Later, I moved within the same company back to the department I had “temped” in and was now project managing the delivery of all IT into brand new schools and academies. It was awesome! I was on building sites in a hard hat and boots, writing and deploying patching schedules and doing whatever was needed to get the job done, to ensure that a new school could open on time in September.

I loved this job, however, I wanted to progress and try new things, so I moved to a company offering similar IT solutions in the B2B sector as well as education. I got to hone my customer management and stakeholder skills with businesses with totally different requirements and needs to those in education. I was really fortunate to work with new technologies and some very big companies which gave me new experience in a corporate world I hadn’t been introduced to until then.

In 2012 I decided I wanted a new, bigger challenge and applied for a role at Vodafone as a Senior Project Manager, having never delivered a software delivery project, I was thrown into the deep end on their CRM & Billing transformation programme where I had a portfolio of projects delivering archive management and single sign on capability amongst others. I worked very hard and remained ambitious so I managed to persuade the programme director to allow a 28 year old with a relative lack of experience compared to my peers, to programme manage the next release. I actually ended up managing two concurrent releases with over 25000 man days worth of code change. It was like a drug! I knew I loved programme delivery, it was fast-paced and exciting and I got to learn from some of the most experience professionals in the industry.

Once the programme was ended, I felt a bit low and wanted a new challenge, I wasn’t ready for going back to “normal” programme delivery so I was promoted into a role in Vodafone Group managing global retail demand and engagement and working on a retail-led omnichannel strategy.

In 2016 I was offered a role at O2 to deliver their omnichannel transformation programme and I snapped up the opportunity. Unfortunately this was effectively cancelled when the O2/Three merger was stopped so that O2 could revisit its ongoing technology strategy. Since then I have been fortunate enough to learn and run the agile Online delivery team alongside delivering customer-facing programmes such as O2’s industry changing Custom Plans, GDPR and the Apple Watch on O2. Most recently I have started a role managing O2’s Enterprise and Business IT portfolio and Salesforce platform taking me back to my roots with the types of projects I was delivering to B2B customers around 8 years ago.

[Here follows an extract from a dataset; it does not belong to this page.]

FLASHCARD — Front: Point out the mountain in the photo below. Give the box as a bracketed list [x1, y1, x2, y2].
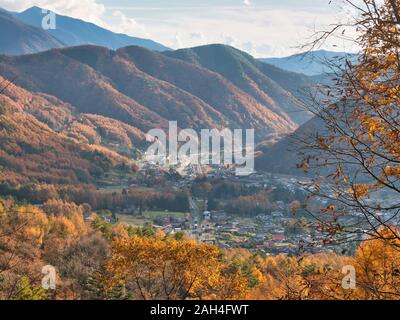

Somebody I admire greatly once told me that experience isn’t always about the years you spend doing something, but about what you do with that time; 11 years might not seem that much, but to deliver a major transformation programme for a globally recognised brand at 29 years old, with no formal IT education other than “on the job training”, gives you a significant amount of experience in a very short period of time. I am a Prince 2 and MSP practitioner, but anybody can go on those courses; it takes hard graft to be a Project Manager or a Programme Manager.

The hardest part of my career was to get a bunch of older, more experienced men to listen to a 29 year old woman and actually deliver a transformation programme on time, to budget ensuring the business were happy. This is still my reality, I’m usually the youngest in the room, I’m often the only female, but I have worked hard to gain the respect of my peers.